Type of Process	Heat Trasfer Coefficient $(\frac{hr\cdot ft^2\cdot F}{btu})$
Steam drop-wise condensation	5,000-20,000
Steam film-wise condensation	1,000-3,000
Water (heating or cooling)	50-3,000
Air	0.2-10

Source: Table 11.2 Magnitudes of Heat-Transfer Coefficients (p.343, McCabe)

We will most likely have a drop-wise condensation on the steam side. However, from the info above, the heat transfer coefficient for steam is around a thousand time more than that of air. Therefore:

$\frac{1}{h_{air}} >> \frac{1}{h_{steam}}$

Looking at this, we can ignore the steam side condensation.

Thank goodness. I have wasted ton of time fiddling with steam drop-wise condensation to simply realized that it’s out of my league (probably can use a phD for that). Now, since we can ignore it instead of rigorously calculate the value, it saves ton of time.

Air Convection

Heat transfer with air from the vertical tank wall is natural convection without phase change. McCable (p.379) provides equation for heat transfer of this type as:

$Nu_f = b(GrPr)_{f}^{n} = \frac{hL}{k_f}$

Where

$Gr = \frac{L^3\rho _f^3g\beta _f\Delta T}{\mu _f^2}$ $Pr = \left ( \frac{c_p\mu}{k} \right )_f$

With all properties evaluated at the mean temperature $T_f$ defined as:

$T_f = \frac{1}{2}(T_w-\overline{T})=0.5\Delta T$

Where $T_w$ is wall temperature and $\overline{T}$ is the fluid bulk temperature.

Thermal expansion coefficient for ideal gas is defined as:

$\beta _f=\left ( \frac{\partial v}{\partial T} \right )_p\frac{1}{v} = \frac{1}{T}$

Values of $b$ and $n$ are

System	Range of GrxPr	$b$	$n$
Vertical plates	$10^4-10^9$	$0.59$	$0.25$
Vertical plates	$10^9-10^{12}$	$0.13$	$0.333$

Source: Table 12.4 Values of Constant in Eq. (12.74) (p.380, McCabe)

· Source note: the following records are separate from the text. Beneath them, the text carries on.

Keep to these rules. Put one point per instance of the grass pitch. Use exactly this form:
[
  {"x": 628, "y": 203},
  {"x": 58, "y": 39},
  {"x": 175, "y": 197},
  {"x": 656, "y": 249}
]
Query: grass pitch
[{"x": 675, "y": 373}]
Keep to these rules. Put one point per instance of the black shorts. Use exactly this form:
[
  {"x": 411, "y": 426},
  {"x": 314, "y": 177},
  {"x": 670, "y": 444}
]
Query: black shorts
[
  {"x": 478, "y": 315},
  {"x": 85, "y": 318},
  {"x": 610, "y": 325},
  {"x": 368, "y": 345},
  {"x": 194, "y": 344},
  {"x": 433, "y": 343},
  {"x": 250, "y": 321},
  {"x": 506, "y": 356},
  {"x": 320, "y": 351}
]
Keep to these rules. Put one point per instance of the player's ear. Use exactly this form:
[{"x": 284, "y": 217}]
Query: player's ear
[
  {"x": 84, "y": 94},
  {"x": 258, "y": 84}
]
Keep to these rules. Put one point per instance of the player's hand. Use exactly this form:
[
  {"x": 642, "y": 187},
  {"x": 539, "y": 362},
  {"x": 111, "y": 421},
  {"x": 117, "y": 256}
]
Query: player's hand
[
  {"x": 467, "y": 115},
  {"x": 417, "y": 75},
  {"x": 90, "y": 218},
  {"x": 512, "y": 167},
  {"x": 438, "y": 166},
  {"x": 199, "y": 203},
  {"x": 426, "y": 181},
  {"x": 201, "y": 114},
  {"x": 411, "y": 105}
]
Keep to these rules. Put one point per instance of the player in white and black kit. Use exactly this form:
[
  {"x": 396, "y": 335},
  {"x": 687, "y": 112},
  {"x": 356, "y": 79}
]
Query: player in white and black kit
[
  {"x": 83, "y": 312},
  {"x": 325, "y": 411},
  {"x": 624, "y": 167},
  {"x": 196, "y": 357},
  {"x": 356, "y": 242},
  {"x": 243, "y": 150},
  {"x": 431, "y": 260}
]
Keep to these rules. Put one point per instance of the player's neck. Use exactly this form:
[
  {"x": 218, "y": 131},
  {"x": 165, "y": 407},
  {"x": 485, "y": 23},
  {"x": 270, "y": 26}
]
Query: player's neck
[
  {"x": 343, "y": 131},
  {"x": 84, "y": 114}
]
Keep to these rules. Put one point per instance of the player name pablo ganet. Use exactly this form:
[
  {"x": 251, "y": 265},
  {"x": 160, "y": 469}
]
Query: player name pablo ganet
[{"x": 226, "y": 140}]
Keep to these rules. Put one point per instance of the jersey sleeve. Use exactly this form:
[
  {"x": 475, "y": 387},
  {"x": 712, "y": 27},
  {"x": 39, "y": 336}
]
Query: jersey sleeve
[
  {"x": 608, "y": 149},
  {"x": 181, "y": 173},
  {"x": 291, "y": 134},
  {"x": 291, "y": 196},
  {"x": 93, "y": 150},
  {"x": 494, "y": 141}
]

Let’s say we have $60F$ air (close to ideal gas) at atmospheric temperature, wall temperature is the same as air, steam at $0\; psig$ saturation ( $212^\circ F$ ), and tank is $40ft$ high.

Variable	Symbol	Value	Unit
Wall Height	$L$	$40$	$ft$
Wall Temp	$T_w$	$212$	$^\circ F$
Fluid Bulk Temp	$\overline{T}$	$60$	$^\circ F$
Fluid Mean Temp	$T_f$	$76$	$^\circ F$
Bulk & Mean Temp Difference	$\Delta T$	$152$	$^\circ F$

Fluid properties must be evaluated at $T_f$, simulation software like HYSYS is wonderfully useful here.

Variable	Symbol	Value	Unit
Desity	$\rho_f$	$0.07408$	$lb/ft^2$
Abs Viscosity	$\mu_f$	$12.633 \times 10^{-6}$	$lb/fts$
Heat Capacity	$Cp_f$	$0.237$	$btu/lb^\circ F$
Heat Cap. Ratio	$k_f$	$1.41$
Compressibilty Factor	$z$	$0.999$
Gravity Constant	$g$	$32.174$	$ft/s^2$

So, the results are

Variable	Symbol	Value
Thermal Expansion Coeff.	$\beta_f$	$6.579 \times 10^{-3}$
Grashof Number	$Gr$	$7.080 \times 10^{13}$
Prandtl Number	$Pr$	$2.124 \times 10^{-6}$
Gr & Pr Product	$Gr \times Pr$	$1.508 \times 10^8$

With value of $Gr \times Pr$ known, we can now choose $b=0.59$ and $n=0.25$ . Therefore,

$Nu_f = b(GrPr)_{f}^{n}$ $h_{air} = \frac{k_f}{L} 0.59(GrPr)_{f}^{0.25}=2.303\; \frac{hr\cdot ft^2\cdot F}{btu}$

What if it rains?

I do not know what would happen if it does rain. Since water conduct heat much better than air, I would imagine $U$ will increase quite a bit. How much? No idea. Rain does not form a nice layer of liquid on tank. I don’t think I can predict drops formation. This kind of question is best answered with an experiment and empirical equation. Need sleep.